June 5, 2009, The New York Times
Daniel Murdiyarso/CIFOR
Preserving forests might make economic sense for governments and forest dwellers, and it could also help preserve the habitats of endangered mammals such as orangutans and elephants, according to a study released this week.
The study, published in the journal Conservation Letters, is part of a larger effort by conservation organizations to protect tropical forests from the industries that threaten them by using charismatic species to harness public support and generate money for conservation.
The study is also part of a battle over how to manage the world’s forests — a debate likely to be a key part of the negotiations over a successor treaty to the Kyoto climate treaty at a United Nations conference in Copenhagen in December.
“We now need to see policy discussions catch up with the science, because at the moment the potential co-benefits of linking forest protection to biodiversity are not getting the attention they deserve,” said Oscar Venter, a biologist at the University of Queensland in Australia and the lead author of the study, in a statement on Friday.
Mr. Venter and his colleagues used the example of Kalimantan, in Indonesian Borneo, to examine whether clearing the land for more oil palm plantations or paying to conserve the forest would offer greater value.
The researchers found that paying to conserve the forest was more valuable than plantations as long as poorer nations could earn between $10 and $33 for each tonne of CO2 saved. Currently a credit representing a tonne of CO2 sells for about $20 in the European Union, which has the world’s largest greenhouse gas trading system.
In addition, the researchers found that peat forest areas, where stored carbon is most abundant and thus cheapest to manage, contained almost twice the mammal species density as other areas of forest.
Buying carbon credits even “at a relatively low price could carry benefits for both climate change and biodiversity in some very important areas,” said Douglas Sheil, a co-author of the study and previously a scientist at the Center for International Forestry Research.
“Now we need to see if these opportunities exist in other regions,” he said.
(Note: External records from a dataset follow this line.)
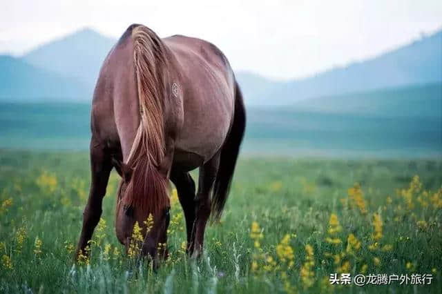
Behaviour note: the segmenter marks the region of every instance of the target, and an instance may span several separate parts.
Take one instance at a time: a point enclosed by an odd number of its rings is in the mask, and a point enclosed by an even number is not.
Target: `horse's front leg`
[[[193,253],[193,239],[195,237],[195,182],[189,173],[172,169],[171,180],[178,193],[178,199],[184,212],[187,231],[187,246],[189,255]]]
[[[219,166],[220,154],[218,153],[200,168],[198,191],[195,199],[196,219],[195,221],[195,237],[193,240],[193,253],[192,257],[198,257],[202,253],[204,231],[211,213],[210,194]]]
[[[84,249],[92,238],[102,215],[103,197],[106,195],[106,187],[112,167],[110,155],[106,153],[103,145],[97,144],[93,138],[90,141],[91,181],[89,198],[83,212],[83,227],[75,258],[80,253],[87,254]]]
Indonesia is the world’s largest emitter of land-based greenhouse gases, releasing almost twice the amount as the second greatest source, Brazil, according to the study. Kalimantan hosts 40 globally threatened mammals including the Bornean orangutan and the Borneo pygmy elephant within areas earmarked for plantations, researchers said.
The idea of paying people in the developing world to preserve their forests (known in climate jargon as a global framework to Reduce Emissions from Deforestation and forest Degradation, or REDD) represents a paradigm shift.
Instead of making money by harvesting forests for wood products and for crops like palm oil, governments and citizens in the developing world would need to accept a different model based on so-called conservation payments, which could be used for education, health care, and alternative economic development.
But opponents of a payment system insist that verifying emissions reductions would be too hard. They also say such a system could rob deprived areas of the world of the chance for economic development.
Personal note: No one has yet devised a way of keeping REDD money out of the sweaty palms of government officials and REDD consultants.